Sorry for skipping Wednesday with no warning. Real life is not conducive to hopefully entertaining and always ranty blog entries (today’s is about railroading). Anyway, on with the show!
“Railroading” is normally a term associated with role-playing games. It refers to a gamemaster who controls the game so closely that the players have no ability to do anything but what the GM wants. This is quite common in particular in modules and in many ways unavoidable. There’s just not a lot of room to improvise in an adventure that’s already been written (one I played was so badly written we the players stopped trying to investigate anything on our own and just waited around for the next clue to come to us, which it did). This is a bigger issue when the GM is creating the world and still doesn’t allow the players any freedom. Granted, having watched an adventure or two go off the rails, as it were, I understand why GMs may do that, but it ruins a lot of the fun of the game. And besides, a good GM can improvise, usually.
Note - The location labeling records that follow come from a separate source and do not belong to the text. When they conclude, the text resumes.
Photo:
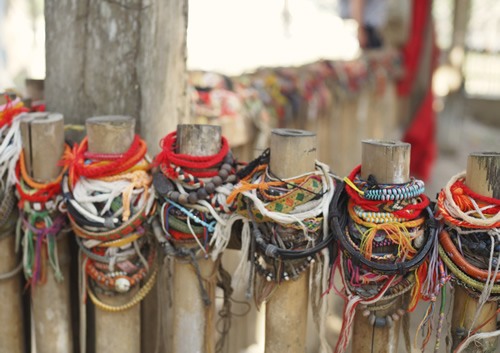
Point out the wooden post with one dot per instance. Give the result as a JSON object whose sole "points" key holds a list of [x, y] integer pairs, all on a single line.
{"points": [[43, 144], [11, 309], [118, 57], [193, 321], [293, 152], [482, 176], [389, 162], [115, 331]]}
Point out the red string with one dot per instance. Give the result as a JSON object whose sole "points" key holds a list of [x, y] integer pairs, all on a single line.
{"points": [[410, 211], [79, 166], [10, 112], [462, 192], [167, 159]]}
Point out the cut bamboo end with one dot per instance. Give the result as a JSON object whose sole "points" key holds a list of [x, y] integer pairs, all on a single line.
{"points": [[293, 152], [387, 161]]}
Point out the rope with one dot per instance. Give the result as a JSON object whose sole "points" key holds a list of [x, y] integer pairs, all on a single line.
{"points": [[471, 239], [384, 223], [108, 198]]}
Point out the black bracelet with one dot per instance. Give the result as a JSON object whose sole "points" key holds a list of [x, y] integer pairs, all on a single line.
{"points": [[338, 222]]}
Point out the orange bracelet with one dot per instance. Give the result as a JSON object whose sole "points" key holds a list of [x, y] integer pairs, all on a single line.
{"points": [[460, 261]]}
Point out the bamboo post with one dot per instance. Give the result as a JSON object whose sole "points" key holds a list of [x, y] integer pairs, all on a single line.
{"points": [[193, 325], [115, 331], [11, 308], [389, 162], [11, 311], [483, 177], [293, 152], [43, 144]]}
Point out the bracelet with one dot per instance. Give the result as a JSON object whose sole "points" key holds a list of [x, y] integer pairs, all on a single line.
{"points": [[469, 281], [460, 261], [141, 294], [338, 223]]}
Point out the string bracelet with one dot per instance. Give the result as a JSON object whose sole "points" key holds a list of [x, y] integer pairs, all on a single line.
{"points": [[40, 223], [387, 239], [469, 245]]}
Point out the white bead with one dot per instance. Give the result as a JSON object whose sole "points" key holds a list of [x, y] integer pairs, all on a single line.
{"points": [[122, 285]]}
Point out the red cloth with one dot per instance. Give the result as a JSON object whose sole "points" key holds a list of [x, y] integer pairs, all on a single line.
{"points": [[421, 132]]}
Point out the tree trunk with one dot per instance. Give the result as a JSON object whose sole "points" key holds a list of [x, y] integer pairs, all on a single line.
{"points": [[117, 57]]}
So how does this relate to writing? Obviously as the writer, I am in complete control of my world, my characters, and my plot. Usually. When I use the term “railroading” to refer to writing, I’m referring to stories in which the actions of the characters seem to have no bearing on the plot; that is, it seems like the plot is dragging the characters around, not that the characters are driving the story.
I mentioned I’m having this problem right now with “Sailor Moon Crystal.” For those of you not familiar with this series right now, or don’t want spoilers, I’ll try to provide an example of what I mean. I’m trying to think of more examples in various media, but I guess I’m lucky in that I’m having trouble thinking of many off-hand. Tim Burton’s Alice in Wonderland is a decent example in that despite all of Alice’s protests about being in control of her own destiny, she still had a prophecy to fulfill, and when it came down to that, the sword she carried was more important than anything she did. But that’s all I’ve got in mainstream media, so I’ll use a real-life example.
Before Writer G and I went our separate ways, I read a draft of one of his novels. The particulars of the story aren’t terribly important, so I’ll sum up this way: a teenage boy and a teenage girl are chosen by separate gods to fulfill an ancient prophecy or else a bunch of people will die. I don’t care for prophecy myself in fiction because I think many times prophecy serves more as a deus ex machina than a real driver for the story. Writer G, by the way, did just this. Anyway, if the boy and girl in this story succeed, everyone is saved. If they don’t, everyone is screwed. So as the boy and girl go along to find the actual prophecy, they save a couple of villages, are granted miracles by their gods, find the prophecy, have a final battle with their gods, and save everyone.
So why do I use this story as an example of railroading? As I read it, I felt the characters had no choice and their actions didn’t matter. Now, in the best types of stories with prophecies, the characters must go through hardships to get them to the point they can fulfill the prophecy either physically (as in they have to get to the right place) or mentally (as in the character needs to learn something/grow in some way). But this story was not the best type. Specific examples from the story:
a) The main characters did save some villages. However, this had no bearing on the plot or their characters. And if they had failed in fulfilling the prophecy, everyone would have died. But because they succeeded, everyone would have been saved anyway. And no, the characters did not grow through those experiences.
b) When the characters got into trouble, their gods provided exactly the miracle they needed to get out of trouble. Their actions had no bearing on the situation.
c) When the characters needed to get into the main temple to find the prophecy, the main temple was of course guarded by many powerful clerics with powerful magic and they were obviously outmatched. The spirit of the prophecy itself possessed the girl and not only guided her directly to the safe where the prophecy was held, the spirit hid her and the boy from any kind of detection.
d) And when the characters need to get to the place to fulfill the prophecy, which is a long way away from the main temple, the spirit of the prophecy just teleports them to where they need to be.
I could cite some more examples, but I hope that’s enough to illustrate my point. I know that from a meta-perspective all characters are railroaded. The plot goes in one direction and they go in that direction. I just don’t like it when a piece of media feels like the characters are being railroaded. If the characters don’t really have a choice or even the illusion of choice, then it’s hard for me to root for them one way or the other. And this is why “Sailor Moon Crystal” is currently befuddling me. I’ll finish the series, of course, and maybe think differently, and maybe have some more thoughts on railroading (or at least more examples) and how to avoid the appearance of it in writing.